On Getting Attached

Growing up is tough to do. You find a sense of self, almost immediately quash it to avoid relentless bullying, and your hormones start flowing all over the place. You have to learn to navigate among your peers, who are all as confused as you but never show it, and have to plan your future.

(Take heart; actual adults can't do this. We're all just faking.)

In light of this, it's no wonder that we all tell each other to stop getting attached. There's some good points in that; everything is temporary, people are fickle and the world is cruel. Assuming people and things will stay in your life is a good way to make yourself deeply unhappy.

At the same time, some of the aspects of not getting attached are utterly shitty. Relationships between people are built on trusting someone else to see your vulnerabilities and not immediately exploit them. Throwing yourself into something enthusiastically, even knowing it won't last, is a good way to find something to actually live for instead of killing time before you die. This is why I think "don't get attached" is incredibly shitty advice.

But it fits into three words and resonates with people who've been attached and are now reeling from emotional pain.

I am a great believer in the power of madcap ideas to make the world a better place. Sometimes they're good. Mostly they're not. But what they do is force you to think about why they're bad and how to make them better. They force you to question your assumptions.

So here's a madcap idea: Get attached.

Get attached to specific activities. Invest actual significant emotion into doing something - anything - no matter how arbitrary it is. Passion is interesting. Passion is fun.

Get attached enough to show your vulnerabilities. If you live long enough, one day you'll need to show them, so this is good practice. (Also, learning how to show vulnerability is part of learning good communication. You will need this every single day for the rest of your life.)

Get attached enough to fight for the things and people you love because they matter. Get attached enough to fight for yourself as well. You matter.

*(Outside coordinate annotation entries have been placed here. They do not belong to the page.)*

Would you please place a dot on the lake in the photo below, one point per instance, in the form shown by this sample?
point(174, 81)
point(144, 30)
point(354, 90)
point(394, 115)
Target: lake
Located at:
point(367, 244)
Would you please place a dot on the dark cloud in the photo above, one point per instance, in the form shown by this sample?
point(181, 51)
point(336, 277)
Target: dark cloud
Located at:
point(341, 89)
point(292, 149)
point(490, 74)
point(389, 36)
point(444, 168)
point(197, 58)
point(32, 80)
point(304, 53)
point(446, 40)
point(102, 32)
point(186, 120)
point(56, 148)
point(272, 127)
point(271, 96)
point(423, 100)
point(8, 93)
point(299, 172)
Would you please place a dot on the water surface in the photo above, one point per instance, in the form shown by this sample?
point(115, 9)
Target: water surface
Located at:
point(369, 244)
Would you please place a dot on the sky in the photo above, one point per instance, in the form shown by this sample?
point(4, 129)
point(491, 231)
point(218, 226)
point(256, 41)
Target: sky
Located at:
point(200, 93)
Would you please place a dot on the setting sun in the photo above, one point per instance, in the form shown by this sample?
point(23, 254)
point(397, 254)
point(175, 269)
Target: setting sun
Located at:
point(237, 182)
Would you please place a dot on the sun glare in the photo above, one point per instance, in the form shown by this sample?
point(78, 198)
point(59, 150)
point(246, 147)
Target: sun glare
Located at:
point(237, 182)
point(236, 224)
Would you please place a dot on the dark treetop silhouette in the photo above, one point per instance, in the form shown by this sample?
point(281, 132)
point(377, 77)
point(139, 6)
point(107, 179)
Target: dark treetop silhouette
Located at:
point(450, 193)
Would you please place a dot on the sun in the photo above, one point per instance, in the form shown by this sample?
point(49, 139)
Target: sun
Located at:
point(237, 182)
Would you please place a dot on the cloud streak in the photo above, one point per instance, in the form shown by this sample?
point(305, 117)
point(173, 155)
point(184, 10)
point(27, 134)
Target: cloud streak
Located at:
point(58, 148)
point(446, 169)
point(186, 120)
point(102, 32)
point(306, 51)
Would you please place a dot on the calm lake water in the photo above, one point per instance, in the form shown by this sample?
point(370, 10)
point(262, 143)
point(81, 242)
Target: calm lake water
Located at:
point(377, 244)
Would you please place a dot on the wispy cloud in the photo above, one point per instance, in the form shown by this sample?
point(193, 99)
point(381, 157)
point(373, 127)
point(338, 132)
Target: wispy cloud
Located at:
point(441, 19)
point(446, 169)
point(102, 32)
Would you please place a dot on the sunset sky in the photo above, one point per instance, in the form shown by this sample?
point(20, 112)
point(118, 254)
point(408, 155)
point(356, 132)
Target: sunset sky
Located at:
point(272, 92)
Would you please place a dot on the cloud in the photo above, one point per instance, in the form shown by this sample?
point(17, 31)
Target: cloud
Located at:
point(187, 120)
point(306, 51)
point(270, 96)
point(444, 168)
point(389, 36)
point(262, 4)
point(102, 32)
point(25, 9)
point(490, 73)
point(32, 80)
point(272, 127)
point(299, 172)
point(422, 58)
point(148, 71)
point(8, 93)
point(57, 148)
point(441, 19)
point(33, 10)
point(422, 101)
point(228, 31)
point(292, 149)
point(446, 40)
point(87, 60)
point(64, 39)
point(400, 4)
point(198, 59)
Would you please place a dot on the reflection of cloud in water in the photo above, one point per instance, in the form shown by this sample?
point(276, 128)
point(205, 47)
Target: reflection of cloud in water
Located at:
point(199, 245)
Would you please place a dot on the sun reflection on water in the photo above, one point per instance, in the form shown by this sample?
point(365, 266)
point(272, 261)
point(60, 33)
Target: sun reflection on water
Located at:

Get attached because it is near-impossible to completely detach oneself from the world. At some point that attachment will be broken. It sucks immensely. I'm not denying this. What also sucks is convincing yourself that you're not attached to anything and not having the tools to deal with the breaking of an attachment you've overlooked.

Get attached. Life is so painfully short - too short to spend it frantically trying to not get attached. When I die, I don't want to regret having turned away opportunities for fear of attachment - I want to feel it all, every second of it, the pleasure and the pain and the two mixed together, because I know that all too soon I won't be able to feel it any more, ever.

I'm not sure being overly attached is good for you. I don't fully believe what I just wrote (though I do believe that making attachments wisely and understanding that they're temporary is good for the soul). What I hope is that I make someone think, that they question the wisdom of trying to wall oneself up.